Now, if transaction_b attempts to place a write lock on object_x on AMP1, it is blocked. In a similar manner, if transaction_a places a WRITE lock on object_y on AMP2, it is also blocked. Neither transaction can complete.

If the DBQL Lock Logger is enabled, then whenever deadlocks occur, they are logged in the XML lock log table, DBQLXMLLockTbl, and in the main log table, DBQLogTbl. You can use the Viewpoint DBQL Lock Logger portlet to report deadlocks whenever they occur. For information about how to use this portlet, see Teradata® Viewpoint User Guide, B035-2206.

About Deadlocks

Each request in a transaction places its own locks as it runs and continues to hold the locks it acquires until the transaction either commits or rolls back.

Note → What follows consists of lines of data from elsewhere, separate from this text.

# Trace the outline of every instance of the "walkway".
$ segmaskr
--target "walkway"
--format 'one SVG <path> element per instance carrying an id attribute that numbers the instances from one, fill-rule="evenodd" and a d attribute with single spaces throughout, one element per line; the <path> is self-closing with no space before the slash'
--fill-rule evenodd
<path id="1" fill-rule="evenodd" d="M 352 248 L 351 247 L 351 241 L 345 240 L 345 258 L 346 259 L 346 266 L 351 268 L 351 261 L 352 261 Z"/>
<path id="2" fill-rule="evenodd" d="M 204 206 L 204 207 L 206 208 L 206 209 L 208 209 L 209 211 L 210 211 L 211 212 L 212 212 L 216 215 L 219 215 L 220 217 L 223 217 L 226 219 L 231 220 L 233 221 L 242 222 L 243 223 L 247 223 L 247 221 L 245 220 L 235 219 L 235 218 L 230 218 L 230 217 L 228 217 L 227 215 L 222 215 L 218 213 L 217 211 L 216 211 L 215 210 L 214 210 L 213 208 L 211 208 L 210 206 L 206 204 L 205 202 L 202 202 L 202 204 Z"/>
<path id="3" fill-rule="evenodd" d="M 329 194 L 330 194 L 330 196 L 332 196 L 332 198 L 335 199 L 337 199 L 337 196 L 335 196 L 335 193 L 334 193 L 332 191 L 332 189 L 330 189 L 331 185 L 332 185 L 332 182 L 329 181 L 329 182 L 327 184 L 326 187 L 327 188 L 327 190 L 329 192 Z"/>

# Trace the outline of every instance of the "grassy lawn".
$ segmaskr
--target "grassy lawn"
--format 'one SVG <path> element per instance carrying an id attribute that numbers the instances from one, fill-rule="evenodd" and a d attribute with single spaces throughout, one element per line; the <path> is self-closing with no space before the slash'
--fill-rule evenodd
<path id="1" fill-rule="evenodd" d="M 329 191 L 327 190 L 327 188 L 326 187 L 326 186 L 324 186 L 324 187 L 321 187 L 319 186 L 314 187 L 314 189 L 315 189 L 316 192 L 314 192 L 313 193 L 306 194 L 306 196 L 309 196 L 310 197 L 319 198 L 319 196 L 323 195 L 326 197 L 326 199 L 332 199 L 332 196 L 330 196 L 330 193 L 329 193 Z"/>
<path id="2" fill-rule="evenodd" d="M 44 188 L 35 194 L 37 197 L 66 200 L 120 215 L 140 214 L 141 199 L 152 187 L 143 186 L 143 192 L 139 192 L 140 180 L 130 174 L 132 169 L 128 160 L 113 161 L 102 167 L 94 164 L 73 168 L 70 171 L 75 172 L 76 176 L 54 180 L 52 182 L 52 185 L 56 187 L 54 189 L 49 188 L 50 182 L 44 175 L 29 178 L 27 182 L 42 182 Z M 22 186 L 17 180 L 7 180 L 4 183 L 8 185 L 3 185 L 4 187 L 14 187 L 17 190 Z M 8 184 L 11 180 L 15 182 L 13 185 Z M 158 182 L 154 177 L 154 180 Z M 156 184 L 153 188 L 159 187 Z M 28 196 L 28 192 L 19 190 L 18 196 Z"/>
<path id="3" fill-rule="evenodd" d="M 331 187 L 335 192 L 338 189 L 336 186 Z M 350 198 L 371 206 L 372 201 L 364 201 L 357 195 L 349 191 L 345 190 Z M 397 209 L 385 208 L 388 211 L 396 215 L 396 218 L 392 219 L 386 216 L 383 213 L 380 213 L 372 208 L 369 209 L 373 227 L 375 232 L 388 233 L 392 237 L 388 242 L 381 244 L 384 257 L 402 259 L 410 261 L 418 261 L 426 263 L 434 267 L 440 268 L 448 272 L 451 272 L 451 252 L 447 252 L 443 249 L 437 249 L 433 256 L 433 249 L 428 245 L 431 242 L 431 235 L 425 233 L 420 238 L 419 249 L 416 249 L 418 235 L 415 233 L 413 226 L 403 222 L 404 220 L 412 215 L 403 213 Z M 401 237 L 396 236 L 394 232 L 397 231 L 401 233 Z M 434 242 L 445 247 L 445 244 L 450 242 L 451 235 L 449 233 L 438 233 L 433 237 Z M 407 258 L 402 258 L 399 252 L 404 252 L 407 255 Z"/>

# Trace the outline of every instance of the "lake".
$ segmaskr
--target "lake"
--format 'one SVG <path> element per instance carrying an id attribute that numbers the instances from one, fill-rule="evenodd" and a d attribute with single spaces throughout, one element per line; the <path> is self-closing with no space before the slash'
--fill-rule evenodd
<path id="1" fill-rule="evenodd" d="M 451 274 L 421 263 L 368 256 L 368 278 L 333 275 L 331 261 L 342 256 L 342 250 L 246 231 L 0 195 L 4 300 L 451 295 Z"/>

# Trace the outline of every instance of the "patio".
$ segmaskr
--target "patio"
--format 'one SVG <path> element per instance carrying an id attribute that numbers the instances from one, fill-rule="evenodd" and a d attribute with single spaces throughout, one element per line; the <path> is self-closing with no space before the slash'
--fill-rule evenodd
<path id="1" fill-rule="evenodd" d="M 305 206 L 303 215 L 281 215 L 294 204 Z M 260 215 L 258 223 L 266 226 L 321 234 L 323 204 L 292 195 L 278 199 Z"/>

The disadvantage of this is that it can result in deadlocks when multiple concurrent accesses against the same database objects occur. The application-level solution to this potential problem is to apply all the explicit database- and table-level locks you need in a single request at the beginning of a transaction.

Deadlock Detection

Teradata Database supports deadlock detection and handling at the following levels:
  • AMP-local

    A LOCAL deadlock is contention between threads within an AMP, localized within one vproc. The AMP-local deadlock detection software checks for deadlocks at a fixed 30 second interval.

  • Global

    A GLOBAL deadlock is the contention between threads over two or more different AMPs. Global deadlock detection runs at a user-defined period set by the DBS Control utility using the DeadLockTimeOut parameter. The global deadlock detection software runs by default with a period of four minutes, but there are times when you might want to set it to a shorter interval.

Use the Viewpoint Lock Logger portlet to detect blocked transactions and global deadlocks. For information about how to use this utility portlet, see Teradata® Viewpoint User Guide, B035-2206.

You can also use the XMLPLAN output from DBQL logging to investigate deadlock situations. For more information, see Database Administration.

When the system detects a deadlock, it terminates the transaction and then rolls back the most recently initiated transaction of the two.

Detecting and Handling Deadlock for Client Utility Locks

Because most client utilities use database locking, the global deadlock detector knows when they become trapped in a deadlock. (The global deadlock detector does not detect HUT deadlocks.) To resolve the deadlock, the Lock Manager aborts the deadlocked transaction, rolls back its updates, and returns a retryable 2631 error to the requesting application or utility.

The following table summarizes what happens to a transaction submitted from a client utility or application when a retryable 2631 error occurs, and then provides a very basic solution for the problem:

IF the client utility or application is … AND … THEN …
BTEQ .SET RETRY is active even though the entire transaction has been rolled back, BTEQ retries only the failed request and any subsequent requests in the transaction, not the entire transaction.

If this occurs, the updates made by requests in the transaction prior to the failed request are lost, as is the contextual information indicating that a transaction is in progress.

anything else   you must code the application to.
  1. Check for error code 2631.
  2. If error code 2631 is detected, then resubmit the entire aborted transaction.